Your post got me curious as I'm not familiar with the Mybo line. Did a little looking online and the Elite looks like it doesn't have much deflex. It seems like most of the top barebow results over the past while have been with risers that have a decent amount of deflex (e.g. Best Moon / Zenit, Gillo G1, Bernardini Nilo / Luxor, Stolid Bull risers...). Not having any additional stabilization means the bow is more susceptible to torque; more deflex helps to decrease this susceptibility, making for a more forgiving riser. Just something to consider.

Hard to tell if the Mybo Wave has more deflex. The Wave may have more metal at the ends of the riser, which I personally like (and is something Martin Ottosson has written about in reviewing risers for BB). I think part of why the old Hoyt Gold Medalist risers are so good for barebow is the heavier limb pockets - makes for a more stable feeling bow even before you add any BB weight (same with the Sky Conquest risers, and obviously the CD Archery risers have gone this route with their designs). The holes below the grip on the Wave look like they would take custom weights very nicely (like the Italian risers), so if it has more deflex the Wave might actually make for quite a nice BB riser. This is all speculation from photos though... Happy shooting, Aaron.


----------



## 40n105w! (Dec 29, 2016)

Aaron - I think the photos I've seen are all taken at an oblique angle making it difficult to judge the amount of deflex. Lancaster has a video which has a shot taken square on from the side and that makes it look pretty good. 

I understand what you are saying about deflex as I'm still shooting my first riser, a 5 ear old Axiom+. I'm reluctant to get rid of it because it points well, in part because it has a fair amount of deflex. If you want to see bows that are terrible in this regard, look at the Martin recurves with metal risers. 

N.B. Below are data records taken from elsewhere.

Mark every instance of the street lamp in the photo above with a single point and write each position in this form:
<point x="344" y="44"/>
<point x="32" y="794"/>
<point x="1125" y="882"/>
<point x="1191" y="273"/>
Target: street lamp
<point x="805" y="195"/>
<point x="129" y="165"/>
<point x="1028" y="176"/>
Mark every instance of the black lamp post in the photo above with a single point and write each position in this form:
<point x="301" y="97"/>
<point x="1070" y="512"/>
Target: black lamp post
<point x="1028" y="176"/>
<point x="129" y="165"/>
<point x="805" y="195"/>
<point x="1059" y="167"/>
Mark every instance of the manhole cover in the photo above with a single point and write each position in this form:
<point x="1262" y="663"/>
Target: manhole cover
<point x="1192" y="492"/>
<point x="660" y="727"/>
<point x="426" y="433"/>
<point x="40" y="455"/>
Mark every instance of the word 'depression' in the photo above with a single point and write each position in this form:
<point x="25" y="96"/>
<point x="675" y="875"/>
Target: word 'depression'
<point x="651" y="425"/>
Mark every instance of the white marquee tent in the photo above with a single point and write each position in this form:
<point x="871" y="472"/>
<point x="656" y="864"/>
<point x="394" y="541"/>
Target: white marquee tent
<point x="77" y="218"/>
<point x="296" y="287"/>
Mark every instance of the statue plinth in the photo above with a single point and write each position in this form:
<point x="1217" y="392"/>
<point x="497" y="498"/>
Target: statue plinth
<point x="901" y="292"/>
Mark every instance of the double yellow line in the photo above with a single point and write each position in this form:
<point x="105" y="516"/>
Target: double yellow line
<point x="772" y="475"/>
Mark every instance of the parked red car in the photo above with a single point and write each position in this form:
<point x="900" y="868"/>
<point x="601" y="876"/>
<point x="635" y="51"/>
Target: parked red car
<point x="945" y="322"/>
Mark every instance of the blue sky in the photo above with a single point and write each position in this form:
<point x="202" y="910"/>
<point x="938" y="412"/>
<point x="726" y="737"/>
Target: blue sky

Thanks for your input, It's appreciated. - Carl


----------



## Rael84 (Feb 22, 2016)

I've got one, it is only slightly less deflex than a Gillo G1. The overall shape of the riser makes it look much less deflex, but it's an illusion. I shoot mine olympic style, but I've seen people use them for barebow quite successfully. The only caveat is there aren't any aftermarket grips -- you're on your own if the stock shape doesn't work well.


----------



## 40n105w! (Dec 29, 2016)

Thanks. I know I've seen them with plastic and wood grips, which I think are an upgrade option. Are you happy with the quality otherwise? Is everything straight, holes tapped and cleaned out correctly, stabilizer straight? I appreciate the input. Again, thanks. - Carl


----------



## Rael84 (Feb 22, 2016)

The quality is great for the price. The bushings are all straight and the machining was flawless. On the grips, I've seen the wood grips too, but I believe they are the same shape as the plastic. The anodizing is really nice, and the limb pockets have a machined pattern which sets the riser apart visually. The only major negative is it doesn't have bushings on the face (toward the archer).


----------



## st8arrow (Apr 25, 2005)

There is always an aftermarket grip....call Paul at Jager Archery, he'll make one for you.


----------



## Odin2 (Jul 2, 2013)

I own one with the wooden grip. This grip is wider and more comfortable than the plastic grip for the hand. It remember me the Hoyt plastic grip on Matrix and Aerotec model. I recommend a wooden one if you want to buy this riser.


----------



## Montalaar (Jan 26, 2008)

I shoot one, too. High quality, well made. As mentioned before the only concern i have are the missing bushings on the back side of the riser, so you cannot mount anything facing towards the archery. I really didn't like the grip, which is the same as on some SF or WNS bows. I am not sure, but some of the Hoyt grips could actually fit the Elite. I simply made my own one.

I feel like the colors are a bit lighter than on the pictures you find online, but that could be my display setting.


----------



## Bob Ferrell (Dec 25, 2006)

I know this thread is old, but I pulled it up searching for grip options for my Mybo Elite. Then I pulled out a Jager CMS grip that I had ordered a long time ago for my Hoyt Matrix, got things mixed up, and ended up putting the Mybo grip on the Matrix, ha ha. So yes, the old Hoyt grips will fit the Elite  Newer grips like the GMX definitely won't fit.


----------



## coyote13 (Nov 20, 2009)

RCore also make grips for Mybo risers.
Just got 1 for my daughters elite and she likes it much better than the factory grip.

Sent from my SM-G950U using Tapatalk


----------



## equilibrium (Oct 31, 2006)

Looks like a Prodigy.


----------